# Easy Moving a 12 x 18 Surface Plate



## ShopShoe (Dec 17, 2015)

When got a 9 x 12 surface plate, I made a box to keep it dust-free and found it easy to move around the shop. Over the last year, I kept wishing I had a 12 x 18 stone and finally bought one, despite the high shipping cost.

In my multi-purpose shop, there is no location where it can live permanently, so I found myself trying to move it fairly often. The problem is there is no easy way to pick it up, or even to drag it a foot or two across the bench.

What I ended up with is a frame welded up from angle iron which incorporates two 3/4-inch steel rods as handles eat each end. 
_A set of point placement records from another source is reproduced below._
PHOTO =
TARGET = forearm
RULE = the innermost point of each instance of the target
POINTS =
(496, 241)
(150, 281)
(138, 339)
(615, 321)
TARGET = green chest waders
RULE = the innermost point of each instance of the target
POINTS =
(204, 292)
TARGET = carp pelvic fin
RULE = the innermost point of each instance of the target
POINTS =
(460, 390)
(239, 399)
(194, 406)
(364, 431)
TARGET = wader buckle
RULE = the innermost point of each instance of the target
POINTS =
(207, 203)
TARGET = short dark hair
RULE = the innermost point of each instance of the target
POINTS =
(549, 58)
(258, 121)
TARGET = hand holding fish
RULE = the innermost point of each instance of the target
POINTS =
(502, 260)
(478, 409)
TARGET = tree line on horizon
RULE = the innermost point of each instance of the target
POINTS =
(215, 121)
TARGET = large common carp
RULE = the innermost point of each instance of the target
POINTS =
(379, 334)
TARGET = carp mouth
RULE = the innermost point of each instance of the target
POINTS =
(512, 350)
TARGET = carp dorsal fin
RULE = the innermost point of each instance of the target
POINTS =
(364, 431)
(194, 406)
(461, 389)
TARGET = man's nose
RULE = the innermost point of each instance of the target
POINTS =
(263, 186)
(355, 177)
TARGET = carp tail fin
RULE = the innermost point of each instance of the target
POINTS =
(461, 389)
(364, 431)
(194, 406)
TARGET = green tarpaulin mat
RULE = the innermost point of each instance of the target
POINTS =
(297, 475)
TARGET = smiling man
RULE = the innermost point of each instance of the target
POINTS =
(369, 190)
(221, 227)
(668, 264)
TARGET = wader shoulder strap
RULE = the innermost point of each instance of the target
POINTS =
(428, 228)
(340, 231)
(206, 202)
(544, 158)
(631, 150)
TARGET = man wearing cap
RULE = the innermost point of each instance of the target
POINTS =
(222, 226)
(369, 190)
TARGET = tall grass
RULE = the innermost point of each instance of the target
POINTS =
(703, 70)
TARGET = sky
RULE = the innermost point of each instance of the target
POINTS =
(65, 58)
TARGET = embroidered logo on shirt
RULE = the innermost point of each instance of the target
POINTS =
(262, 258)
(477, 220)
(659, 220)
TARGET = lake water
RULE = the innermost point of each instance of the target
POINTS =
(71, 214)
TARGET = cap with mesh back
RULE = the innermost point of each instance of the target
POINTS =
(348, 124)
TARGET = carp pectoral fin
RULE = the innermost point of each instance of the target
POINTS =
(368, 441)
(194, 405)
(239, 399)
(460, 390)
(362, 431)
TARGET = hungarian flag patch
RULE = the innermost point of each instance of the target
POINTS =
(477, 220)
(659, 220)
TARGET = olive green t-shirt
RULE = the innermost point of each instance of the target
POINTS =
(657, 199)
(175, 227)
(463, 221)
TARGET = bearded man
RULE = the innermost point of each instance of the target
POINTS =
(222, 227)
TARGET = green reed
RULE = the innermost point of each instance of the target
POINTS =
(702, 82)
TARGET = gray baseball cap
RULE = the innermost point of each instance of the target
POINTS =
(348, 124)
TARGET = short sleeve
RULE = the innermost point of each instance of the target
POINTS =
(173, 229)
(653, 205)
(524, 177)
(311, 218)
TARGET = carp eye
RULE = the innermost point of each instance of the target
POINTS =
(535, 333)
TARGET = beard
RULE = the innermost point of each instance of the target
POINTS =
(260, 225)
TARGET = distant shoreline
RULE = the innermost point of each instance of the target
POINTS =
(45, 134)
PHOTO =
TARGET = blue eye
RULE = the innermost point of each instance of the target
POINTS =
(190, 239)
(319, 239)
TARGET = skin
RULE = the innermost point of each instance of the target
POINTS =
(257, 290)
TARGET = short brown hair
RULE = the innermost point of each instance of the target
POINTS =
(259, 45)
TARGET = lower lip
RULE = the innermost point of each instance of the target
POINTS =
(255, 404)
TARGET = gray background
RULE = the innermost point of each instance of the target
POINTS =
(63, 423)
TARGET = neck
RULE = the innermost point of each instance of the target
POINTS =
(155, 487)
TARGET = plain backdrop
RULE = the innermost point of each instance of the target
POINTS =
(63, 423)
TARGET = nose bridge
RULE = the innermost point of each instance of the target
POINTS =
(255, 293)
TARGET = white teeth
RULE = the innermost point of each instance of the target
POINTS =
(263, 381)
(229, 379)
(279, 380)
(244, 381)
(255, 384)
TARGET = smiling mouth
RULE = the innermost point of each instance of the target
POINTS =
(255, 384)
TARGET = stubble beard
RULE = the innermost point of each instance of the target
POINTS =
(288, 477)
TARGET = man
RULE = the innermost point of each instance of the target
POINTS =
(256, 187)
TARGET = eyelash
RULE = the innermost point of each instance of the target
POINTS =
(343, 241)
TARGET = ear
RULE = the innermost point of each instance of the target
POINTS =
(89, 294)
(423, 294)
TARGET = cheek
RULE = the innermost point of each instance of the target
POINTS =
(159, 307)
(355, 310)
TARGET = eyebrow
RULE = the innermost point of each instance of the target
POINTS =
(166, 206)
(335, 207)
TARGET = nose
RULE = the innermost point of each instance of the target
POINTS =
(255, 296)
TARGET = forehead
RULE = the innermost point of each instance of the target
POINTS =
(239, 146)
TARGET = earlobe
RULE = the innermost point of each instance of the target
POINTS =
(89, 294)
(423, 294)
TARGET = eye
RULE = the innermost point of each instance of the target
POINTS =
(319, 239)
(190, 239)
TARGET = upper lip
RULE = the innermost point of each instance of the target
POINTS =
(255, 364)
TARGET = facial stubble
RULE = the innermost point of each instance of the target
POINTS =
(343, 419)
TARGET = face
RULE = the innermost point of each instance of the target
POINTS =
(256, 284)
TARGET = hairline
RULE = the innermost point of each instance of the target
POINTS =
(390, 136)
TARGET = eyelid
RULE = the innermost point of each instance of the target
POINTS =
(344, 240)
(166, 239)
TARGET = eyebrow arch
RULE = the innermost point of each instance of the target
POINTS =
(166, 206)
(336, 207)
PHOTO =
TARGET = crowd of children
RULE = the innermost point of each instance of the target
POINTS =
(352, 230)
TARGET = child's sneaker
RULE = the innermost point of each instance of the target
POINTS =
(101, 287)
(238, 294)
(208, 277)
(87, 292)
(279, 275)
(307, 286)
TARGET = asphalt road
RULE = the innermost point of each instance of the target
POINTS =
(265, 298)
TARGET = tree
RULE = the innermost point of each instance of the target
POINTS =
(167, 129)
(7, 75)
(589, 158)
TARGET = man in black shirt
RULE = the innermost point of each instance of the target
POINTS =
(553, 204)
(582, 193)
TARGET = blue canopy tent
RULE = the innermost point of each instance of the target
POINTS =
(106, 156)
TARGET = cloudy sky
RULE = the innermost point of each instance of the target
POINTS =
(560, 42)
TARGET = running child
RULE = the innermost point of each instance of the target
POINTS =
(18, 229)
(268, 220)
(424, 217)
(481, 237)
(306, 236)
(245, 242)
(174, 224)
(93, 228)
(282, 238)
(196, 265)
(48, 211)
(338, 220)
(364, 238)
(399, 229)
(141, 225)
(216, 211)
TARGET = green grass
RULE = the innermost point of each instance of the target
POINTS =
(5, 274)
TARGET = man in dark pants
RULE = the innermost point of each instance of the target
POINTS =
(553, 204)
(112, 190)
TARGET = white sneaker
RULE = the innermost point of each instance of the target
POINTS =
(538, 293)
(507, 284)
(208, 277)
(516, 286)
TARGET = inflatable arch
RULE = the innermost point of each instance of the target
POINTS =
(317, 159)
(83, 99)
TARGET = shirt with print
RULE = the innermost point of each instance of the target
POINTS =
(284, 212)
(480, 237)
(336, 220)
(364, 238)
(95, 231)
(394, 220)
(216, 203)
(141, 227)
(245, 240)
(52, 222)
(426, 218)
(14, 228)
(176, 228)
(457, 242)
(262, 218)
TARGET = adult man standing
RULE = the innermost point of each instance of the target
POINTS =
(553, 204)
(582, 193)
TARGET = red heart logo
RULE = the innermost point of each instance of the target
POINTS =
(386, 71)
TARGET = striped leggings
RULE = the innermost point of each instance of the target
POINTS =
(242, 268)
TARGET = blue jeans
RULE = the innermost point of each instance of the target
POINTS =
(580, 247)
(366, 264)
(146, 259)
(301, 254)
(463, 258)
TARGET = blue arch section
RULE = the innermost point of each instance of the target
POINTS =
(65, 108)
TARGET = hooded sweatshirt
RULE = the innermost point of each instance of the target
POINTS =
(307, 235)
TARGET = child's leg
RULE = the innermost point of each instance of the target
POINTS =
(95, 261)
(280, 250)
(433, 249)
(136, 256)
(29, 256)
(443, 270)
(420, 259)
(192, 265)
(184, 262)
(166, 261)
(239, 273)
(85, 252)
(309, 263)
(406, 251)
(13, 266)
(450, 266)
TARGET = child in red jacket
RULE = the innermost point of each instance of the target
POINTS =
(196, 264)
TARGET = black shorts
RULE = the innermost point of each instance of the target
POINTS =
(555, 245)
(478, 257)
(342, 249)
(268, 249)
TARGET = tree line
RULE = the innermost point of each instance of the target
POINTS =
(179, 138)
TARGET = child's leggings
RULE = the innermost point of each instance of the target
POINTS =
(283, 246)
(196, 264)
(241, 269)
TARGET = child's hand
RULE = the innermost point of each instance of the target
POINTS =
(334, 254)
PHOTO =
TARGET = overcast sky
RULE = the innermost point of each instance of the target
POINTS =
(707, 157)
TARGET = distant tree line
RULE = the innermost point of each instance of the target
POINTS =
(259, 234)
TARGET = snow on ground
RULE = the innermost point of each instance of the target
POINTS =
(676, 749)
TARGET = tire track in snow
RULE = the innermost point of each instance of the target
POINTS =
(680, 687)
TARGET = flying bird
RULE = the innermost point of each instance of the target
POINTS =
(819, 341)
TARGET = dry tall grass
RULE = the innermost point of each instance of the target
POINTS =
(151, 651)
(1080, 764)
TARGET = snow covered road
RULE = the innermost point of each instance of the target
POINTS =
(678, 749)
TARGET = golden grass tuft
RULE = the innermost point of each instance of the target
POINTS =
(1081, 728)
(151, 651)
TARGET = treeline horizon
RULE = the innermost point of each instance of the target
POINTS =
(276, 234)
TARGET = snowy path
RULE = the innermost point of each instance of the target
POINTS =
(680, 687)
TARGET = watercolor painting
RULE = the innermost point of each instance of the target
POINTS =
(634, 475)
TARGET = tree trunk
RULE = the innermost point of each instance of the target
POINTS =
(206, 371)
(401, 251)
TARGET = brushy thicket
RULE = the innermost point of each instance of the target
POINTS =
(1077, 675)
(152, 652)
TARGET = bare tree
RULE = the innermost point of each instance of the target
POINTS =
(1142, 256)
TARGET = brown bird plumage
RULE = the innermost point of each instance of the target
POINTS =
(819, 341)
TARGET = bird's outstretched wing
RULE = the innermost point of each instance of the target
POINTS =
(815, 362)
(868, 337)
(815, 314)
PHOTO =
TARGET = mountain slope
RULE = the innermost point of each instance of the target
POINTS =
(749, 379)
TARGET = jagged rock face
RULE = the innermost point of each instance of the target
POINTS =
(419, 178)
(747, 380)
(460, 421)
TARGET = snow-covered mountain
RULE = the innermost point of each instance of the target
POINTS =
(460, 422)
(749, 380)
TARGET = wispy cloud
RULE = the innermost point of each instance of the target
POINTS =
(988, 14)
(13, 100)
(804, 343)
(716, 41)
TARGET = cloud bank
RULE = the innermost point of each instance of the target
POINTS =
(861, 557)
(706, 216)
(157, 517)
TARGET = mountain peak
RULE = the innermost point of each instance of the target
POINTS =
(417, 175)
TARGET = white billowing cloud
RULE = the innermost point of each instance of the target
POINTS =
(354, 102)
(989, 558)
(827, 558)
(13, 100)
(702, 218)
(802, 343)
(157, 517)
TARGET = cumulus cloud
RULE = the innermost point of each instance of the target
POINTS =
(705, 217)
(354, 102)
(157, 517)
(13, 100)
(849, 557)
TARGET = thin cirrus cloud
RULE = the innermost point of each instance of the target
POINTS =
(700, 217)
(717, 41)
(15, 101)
The stone is secured by a row of 1/4-20 set screws at each end, pushing against a strip of "hardware-store" 1/8-inch aluminum bar to pad the contact points against the stone. Rather than relying on tapped threads in the thin metal of the steel frame,   wood-furniture-type TeeNuts are tack-welded into holes drilled into the angle.






Although this may look kind of flimsy, I just made it for moving the stone around on the bench, or from one bench to another, I have no plans to tip the assembly upside down or move it long distances. 

Like a lot of my projects lately, I think this is incomplete: I would like to build some kind of a dust-excluding cover like I have with the smaller surface plate. Unfortunately, if I waited to complete the perfect design nothing would ever get built.

--ShopShoe


----------